What makes people praise an allocation as fair? Fairness is typically investigated in social psychology and social neuroscience as a matter of equal allocations: whether people’s allotments match. But allocations that result in one person benefiting more than others might also be judged as fair; for example, when they function to pay back a favor (reciprocity), or help the person most in need (charity).

This suggests that the extent to which an allocation is judged as morally praiseworthy and fair may be as much about allocators’ intentions as it is about the resulting allotments. In research conducted with Liane Young, we reveal the role of complex social cognition in people’s moral evaluation of resource allocations.

In four studies (total N=324), participants read vignettes involving an allocator giving out a resource using a procedure based either on impartiality, reciprocity or charity. In three behavioral studies, participants morally judged the allocators and reported perceptions of the allocators’ motivations. In the fourth study, participants underwent functional brain imaging as they judged the vignettes.

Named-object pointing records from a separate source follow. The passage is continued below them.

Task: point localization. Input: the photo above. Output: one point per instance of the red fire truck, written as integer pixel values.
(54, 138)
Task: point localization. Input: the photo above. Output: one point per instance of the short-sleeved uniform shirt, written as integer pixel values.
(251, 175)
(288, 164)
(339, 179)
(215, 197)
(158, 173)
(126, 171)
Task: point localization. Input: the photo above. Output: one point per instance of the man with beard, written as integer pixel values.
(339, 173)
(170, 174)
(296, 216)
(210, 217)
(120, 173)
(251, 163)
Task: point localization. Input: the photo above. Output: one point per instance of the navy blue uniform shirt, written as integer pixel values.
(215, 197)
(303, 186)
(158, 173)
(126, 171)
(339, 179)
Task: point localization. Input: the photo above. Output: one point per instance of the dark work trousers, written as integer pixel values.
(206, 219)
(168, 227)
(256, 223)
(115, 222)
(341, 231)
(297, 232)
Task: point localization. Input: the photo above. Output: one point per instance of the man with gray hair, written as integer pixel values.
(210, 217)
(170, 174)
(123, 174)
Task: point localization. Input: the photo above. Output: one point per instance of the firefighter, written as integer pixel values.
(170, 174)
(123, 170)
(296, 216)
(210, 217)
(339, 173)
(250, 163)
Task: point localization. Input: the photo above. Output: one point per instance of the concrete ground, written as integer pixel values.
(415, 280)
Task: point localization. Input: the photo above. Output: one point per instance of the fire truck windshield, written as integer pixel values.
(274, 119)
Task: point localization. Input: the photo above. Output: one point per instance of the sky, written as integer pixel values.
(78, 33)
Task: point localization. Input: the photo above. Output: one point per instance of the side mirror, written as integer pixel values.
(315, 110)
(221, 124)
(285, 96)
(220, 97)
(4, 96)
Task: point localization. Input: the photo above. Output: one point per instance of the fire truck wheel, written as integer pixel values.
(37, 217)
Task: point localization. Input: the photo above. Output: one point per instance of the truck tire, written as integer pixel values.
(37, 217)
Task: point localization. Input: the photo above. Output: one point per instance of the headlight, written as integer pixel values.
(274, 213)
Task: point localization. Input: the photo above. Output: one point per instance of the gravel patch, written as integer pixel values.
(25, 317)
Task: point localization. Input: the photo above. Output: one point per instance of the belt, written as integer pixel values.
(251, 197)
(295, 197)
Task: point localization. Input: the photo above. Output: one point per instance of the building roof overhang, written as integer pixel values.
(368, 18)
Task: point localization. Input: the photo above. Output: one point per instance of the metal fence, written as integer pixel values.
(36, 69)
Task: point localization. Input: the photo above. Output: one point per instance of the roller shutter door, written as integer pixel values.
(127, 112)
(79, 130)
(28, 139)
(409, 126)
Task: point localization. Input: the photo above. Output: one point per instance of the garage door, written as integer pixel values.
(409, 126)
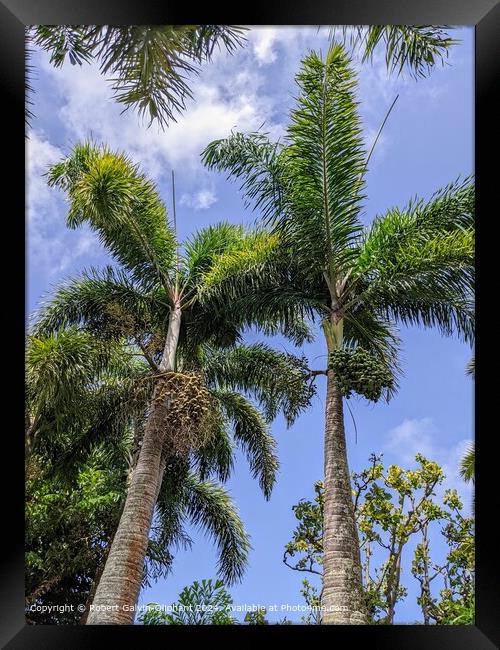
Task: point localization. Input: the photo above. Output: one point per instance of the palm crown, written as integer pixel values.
(413, 266)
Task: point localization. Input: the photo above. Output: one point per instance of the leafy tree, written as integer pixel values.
(202, 603)
(149, 65)
(68, 528)
(413, 266)
(393, 507)
(157, 302)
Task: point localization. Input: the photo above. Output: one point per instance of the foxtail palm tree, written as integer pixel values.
(413, 266)
(88, 397)
(157, 301)
(148, 65)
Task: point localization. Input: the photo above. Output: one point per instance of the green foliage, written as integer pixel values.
(307, 541)
(68, 528)
(413, 265)
(358, 371)
(394, 506)
(148, 66)
(467, 464)
(416, 48)
(256, 618)
(202, 603)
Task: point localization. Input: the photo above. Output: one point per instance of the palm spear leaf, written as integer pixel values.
(149, 66)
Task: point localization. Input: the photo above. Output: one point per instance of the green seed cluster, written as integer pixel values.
(358, 371)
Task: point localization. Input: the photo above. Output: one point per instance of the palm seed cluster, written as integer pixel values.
(358, 371)
(189, 413)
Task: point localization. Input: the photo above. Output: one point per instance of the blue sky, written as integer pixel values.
(427, 143)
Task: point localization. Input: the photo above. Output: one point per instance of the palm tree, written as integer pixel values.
(157, 301)
(148, 65)
(415, 48)
(413, 266)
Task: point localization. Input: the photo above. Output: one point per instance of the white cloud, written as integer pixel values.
(262, 45)
(200, 200)
(51, 248)
(421, 436)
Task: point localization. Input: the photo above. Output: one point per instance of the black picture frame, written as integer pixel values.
(485, 16)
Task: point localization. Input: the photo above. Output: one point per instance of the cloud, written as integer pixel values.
(200, 200)
(51, 248)
(421, 436)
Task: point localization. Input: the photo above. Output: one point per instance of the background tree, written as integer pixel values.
(395, 508)
(413, 266)
(202, 603)
(157, 302)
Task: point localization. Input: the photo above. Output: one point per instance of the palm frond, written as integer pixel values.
(106, 302)
(278, 381)
(415, 48)
(326, 160)
(108, 191)
(251, 433)
(467, 465)
(418, 264)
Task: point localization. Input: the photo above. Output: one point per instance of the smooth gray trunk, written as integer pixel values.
(342, 596)
(118, 590)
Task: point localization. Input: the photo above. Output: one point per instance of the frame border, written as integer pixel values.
(485, 16)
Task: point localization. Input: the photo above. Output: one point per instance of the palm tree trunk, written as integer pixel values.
(118, 590)
(342, 597)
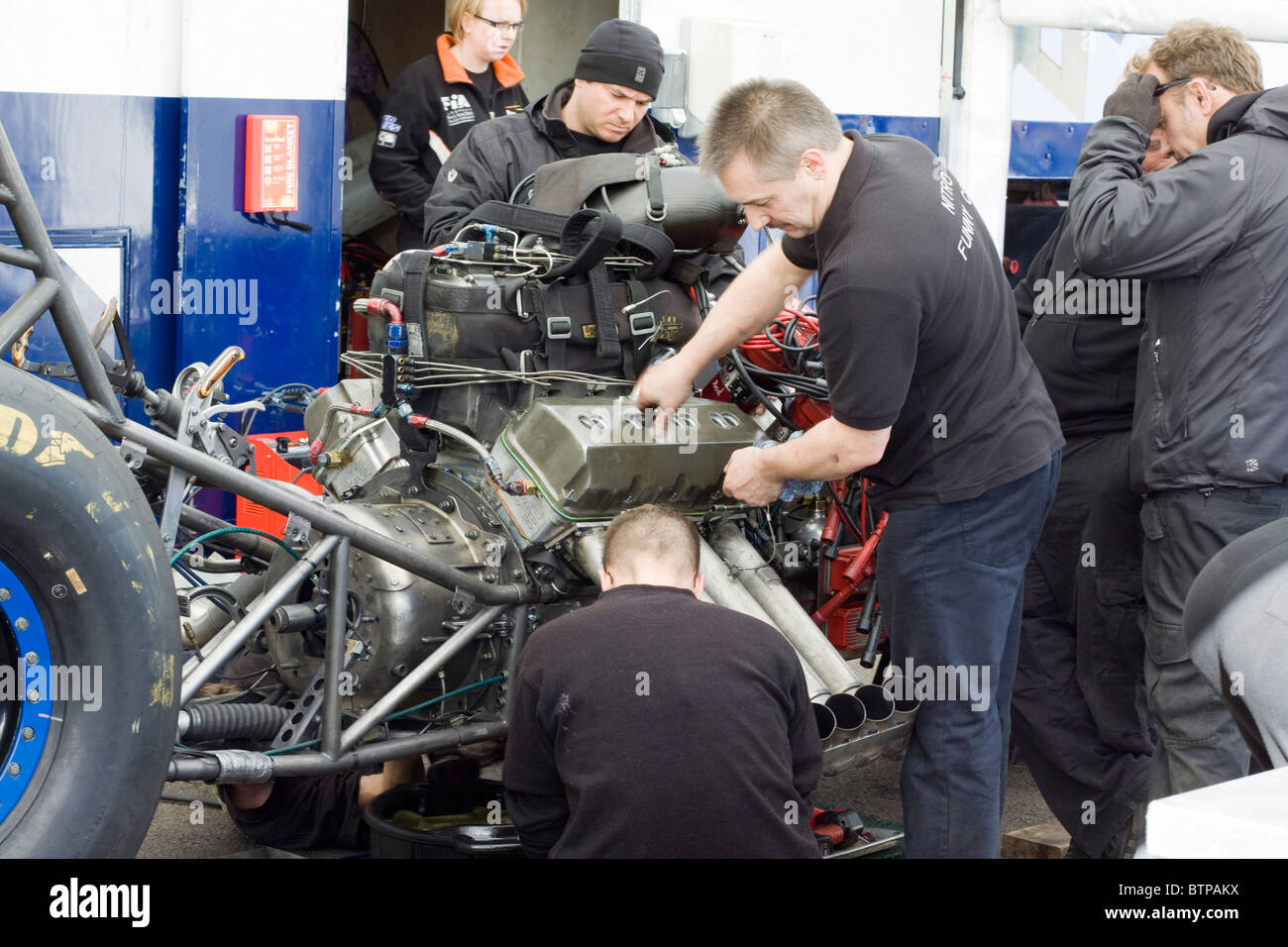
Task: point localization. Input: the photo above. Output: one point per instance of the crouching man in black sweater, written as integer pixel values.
(653, 724)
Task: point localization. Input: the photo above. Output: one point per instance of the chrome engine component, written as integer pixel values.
(360, 454)
(589, 459)
(399, 616)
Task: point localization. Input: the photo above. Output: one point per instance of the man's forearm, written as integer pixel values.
(825, 453)
(750, 303)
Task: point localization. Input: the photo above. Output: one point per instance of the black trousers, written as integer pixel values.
(1078, 710)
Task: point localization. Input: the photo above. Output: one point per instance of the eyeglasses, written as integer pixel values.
(1175, 82)
(501, 26)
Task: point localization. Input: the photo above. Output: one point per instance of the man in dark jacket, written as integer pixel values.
(656, 724)
(603, 108)
(1078, 707)
(1210, 441)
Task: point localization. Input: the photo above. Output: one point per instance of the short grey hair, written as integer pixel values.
(773, 121)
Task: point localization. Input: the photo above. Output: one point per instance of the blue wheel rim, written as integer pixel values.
(29, 674)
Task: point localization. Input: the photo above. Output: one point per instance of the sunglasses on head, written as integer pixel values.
(1175, 82)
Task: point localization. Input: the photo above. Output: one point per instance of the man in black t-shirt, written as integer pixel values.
(653, 724)
(932, 398)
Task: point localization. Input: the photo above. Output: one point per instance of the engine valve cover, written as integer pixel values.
(592, 458)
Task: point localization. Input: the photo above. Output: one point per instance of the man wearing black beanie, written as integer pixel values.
(601, 108)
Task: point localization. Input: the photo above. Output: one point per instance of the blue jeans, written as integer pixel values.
(952, 586)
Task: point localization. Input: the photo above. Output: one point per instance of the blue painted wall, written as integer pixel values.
(295, 334)
(116, 176)
(165, 178)
(1046, 149)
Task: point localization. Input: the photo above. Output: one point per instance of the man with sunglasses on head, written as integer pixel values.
(1210, 438)
(429, 108)
(601, 108)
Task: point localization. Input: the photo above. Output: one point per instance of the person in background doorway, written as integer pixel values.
(469, 78)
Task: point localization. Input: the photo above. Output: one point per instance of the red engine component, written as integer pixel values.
(790, 329)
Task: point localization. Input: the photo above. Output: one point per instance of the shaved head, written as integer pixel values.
(651, 544)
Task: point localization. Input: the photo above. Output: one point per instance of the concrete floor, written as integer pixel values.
(872, 789)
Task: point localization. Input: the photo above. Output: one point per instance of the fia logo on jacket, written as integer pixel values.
(458, 110)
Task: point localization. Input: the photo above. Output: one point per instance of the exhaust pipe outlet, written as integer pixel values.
(905, 714)
(849, 714)
(879, 705)
(825, 720)
(767, 587)
(728, 591)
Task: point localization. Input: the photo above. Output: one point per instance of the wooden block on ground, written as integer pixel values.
(1044, 840)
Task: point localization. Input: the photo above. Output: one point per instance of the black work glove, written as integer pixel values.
(1134, 99)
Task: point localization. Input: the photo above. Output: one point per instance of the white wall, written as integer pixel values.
(859, 56)
(171, 48)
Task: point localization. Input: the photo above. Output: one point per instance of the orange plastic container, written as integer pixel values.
(270, 467)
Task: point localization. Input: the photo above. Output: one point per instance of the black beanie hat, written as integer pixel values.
(622, 53)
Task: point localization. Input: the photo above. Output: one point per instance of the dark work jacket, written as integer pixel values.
(1211, 239)
(1087, 360)
(655, 724)
(433, 95)
(496, 157)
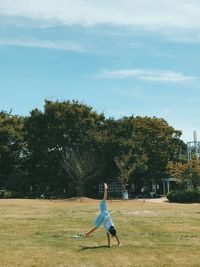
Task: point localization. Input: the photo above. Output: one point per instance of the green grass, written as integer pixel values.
(38, 233)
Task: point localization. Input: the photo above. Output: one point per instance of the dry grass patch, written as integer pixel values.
(39, 233)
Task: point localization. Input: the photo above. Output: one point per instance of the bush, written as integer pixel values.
(5, 194)
(184, 196)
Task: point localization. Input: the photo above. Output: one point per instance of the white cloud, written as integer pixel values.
(181, 14)
(146, 75)
(64, 45)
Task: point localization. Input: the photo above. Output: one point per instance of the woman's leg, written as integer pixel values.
(91, 231)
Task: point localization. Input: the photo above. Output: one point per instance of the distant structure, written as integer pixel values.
(193, 147)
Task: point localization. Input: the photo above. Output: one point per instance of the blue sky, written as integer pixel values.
(121, 57)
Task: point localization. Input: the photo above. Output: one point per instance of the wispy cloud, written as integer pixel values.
(146, 75)
(148, 14)
(62, 45)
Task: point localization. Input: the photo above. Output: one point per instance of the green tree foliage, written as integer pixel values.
(159, 142)
(62, 124)
(132, 149)
(187, 172)
(12, 146)
(80, 166)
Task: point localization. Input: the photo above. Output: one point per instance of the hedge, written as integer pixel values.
(184, 196)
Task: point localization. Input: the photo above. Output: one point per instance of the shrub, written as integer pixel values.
(184, 196)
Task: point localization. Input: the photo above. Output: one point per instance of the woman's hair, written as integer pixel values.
(112, 231)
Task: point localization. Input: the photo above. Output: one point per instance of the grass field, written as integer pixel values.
(38, 233)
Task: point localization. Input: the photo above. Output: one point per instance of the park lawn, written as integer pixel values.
(38, 233)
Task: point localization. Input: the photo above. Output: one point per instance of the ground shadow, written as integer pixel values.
(92, 247)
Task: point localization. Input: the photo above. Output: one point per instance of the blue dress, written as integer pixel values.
(104, 212)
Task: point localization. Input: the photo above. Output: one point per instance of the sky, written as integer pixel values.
(121, 57)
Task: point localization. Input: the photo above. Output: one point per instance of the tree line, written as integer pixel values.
(69, 149)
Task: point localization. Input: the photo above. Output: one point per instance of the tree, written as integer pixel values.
(80, 167)
(186, 172)
(12, 146)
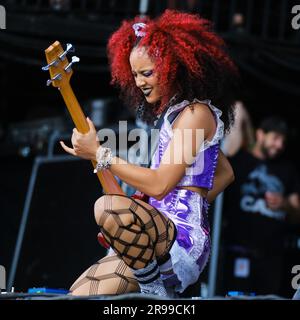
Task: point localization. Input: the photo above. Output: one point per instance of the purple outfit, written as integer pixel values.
(186, 208)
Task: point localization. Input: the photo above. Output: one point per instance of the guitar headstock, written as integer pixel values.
(59, 67)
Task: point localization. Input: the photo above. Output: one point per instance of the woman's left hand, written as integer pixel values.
(84, 145)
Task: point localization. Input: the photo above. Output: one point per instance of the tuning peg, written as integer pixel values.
(57, 77)
(53, 63)
(68, 68)
(70, 48)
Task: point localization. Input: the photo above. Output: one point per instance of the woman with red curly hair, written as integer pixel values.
(173, 67)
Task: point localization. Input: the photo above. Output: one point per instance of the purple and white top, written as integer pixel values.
(186, 208)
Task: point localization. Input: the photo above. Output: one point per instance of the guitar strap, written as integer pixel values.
(152, 146)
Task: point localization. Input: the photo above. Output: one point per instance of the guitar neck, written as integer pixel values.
(107, 179)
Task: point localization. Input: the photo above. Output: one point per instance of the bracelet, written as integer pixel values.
(104, 158)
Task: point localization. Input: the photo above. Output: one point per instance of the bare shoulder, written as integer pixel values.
(196, 115)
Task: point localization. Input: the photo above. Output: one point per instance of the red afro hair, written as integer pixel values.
(188, 56)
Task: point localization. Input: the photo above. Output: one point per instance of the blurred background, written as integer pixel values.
(47, 229)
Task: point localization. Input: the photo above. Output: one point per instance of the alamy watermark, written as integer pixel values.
(296, 278)
(296, 19)
(2, 17)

First, the behavioral studies revealed that reciprocity and charity were the least and most morally praised, respectively, but also shared many other features. They were both rated significantly less fair than impartiality. They were also both rated as more motivated by emotion and consideration of the unique states of individuals compared to impartiality. Impartiality stood apart; it was rated as easiest to judge as “doing the right thing,” unemotional, unmotivated by the unique states of individuals, sourced in standard procedures, and by far, the most fair. Finally, brain imaging results revealed that morally evaluating both reciprocity and charity recruited significantly more activity in brain regions for theory-of-mind (precuneus, VMPFC, DMPFC) compared to impartiality.

These findings suggest that the extent to which allocation procedures do not trigger complex social cognition — e.g., mentalizing about allocators’ motives and relationships — may play an important role in whether people morally evaluate such allocations as fair.


I presented a talk in a symposium at the Society For Personality and Social Psychology Convention on some of these findings: Person-blind and person-based fairness: Investigating the differences among impartiality, charity, and reciprocity.